A Reuters report revealed the U.S. would be buying Japanese seafood, and that U.S. Ambassador to Japan Rahm Emanuel said the U.S. government is looking into how else it can help offset China’s ban on Japanese seafood. China banned all imports of seafood from Japan after the Tokyo Electric Power Company (TEPCO) released treated wastewater from the Fukushima Daiichi nuclear power plant.
The ban has heavily impacted the Japanese seafood sector, with scallop producers taking a significant hit and TEPCO promising to compensate seafood producers hit by a drop in exports and prices.
Now, Emanuel said the country will look to continue to help seafood producers.
“It’s going to be a long-term contract between the U.S. armed forces and the fisheries and co-ops here in Japan,” Emanuel told Reuters.
The move follows up a call by the Group of Seven (G7) industrial powers for countries to lift restrictions on Japanese aquatic products. After a trade ministers meeting in Osaka-Sakai, Japan, the G7 countries and Japan Minister for Foreign Affairs Yoko Kamikawa called for a “calm response based on scientific evidence” regarding trading bans on Japanese seafood. 
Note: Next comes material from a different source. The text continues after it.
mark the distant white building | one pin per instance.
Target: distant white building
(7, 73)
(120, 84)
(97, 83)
Japan, and the United Nations nuclear watchdog, both vouched for the complete safety of the water released from the Fukushima nuclear facility. Japanese officials went so far as to publicly eat seafood sourced from the region in a showcase of the government’s faith in the tests of the wastewater.
During Seafood Expo Asia, which ran from 11 to 13 September in Singapore – soon after the ban was announced – Japanese companies told SeafoodSource they had faith in their government and the testing.
“Most of the Japanese believe that the water is no problem, and we can consume and eat seafood as normal,” Japan Farmed Fish Export Association Ei Kiuchi told SeafoodSource.
Asahi Shimbun reported in late September that the U.S. was looking to more directly assist Japan’s seafood industry, and Emanuel called China’s ban an act of economic coercion.
“The best way we have proven in all the instances to kind of wear out China’s economic coercion is to come to the aid and assistance of the targeted country or industry,” he said. 
China, in turn, has called the G7’s calls for resumption of trade “economic coercion.”
The U.S. military’s first purchase, according to Reuters, will be just under a metric ton of Hokkaido scallops – a far cry from the massive amount of scallops the area typically exports to China each year. Japan’s total scallop exports were worth a record high of JPY 91 billion (USD 610 million, EUR 574 million) in 2023, with 51.3 percent of that value coming from China.
Hokkaido’s seafood industry has been one of the hardest hit by China’s ban on Japanese seafood – despite most of its seafood being sourced far to the north of where the wastewater was actually released.
Emanuel said that the  purchases will increase to all types of seafood from Japan over time. The U.S. military has previously not bought local seafood in Japan, he said.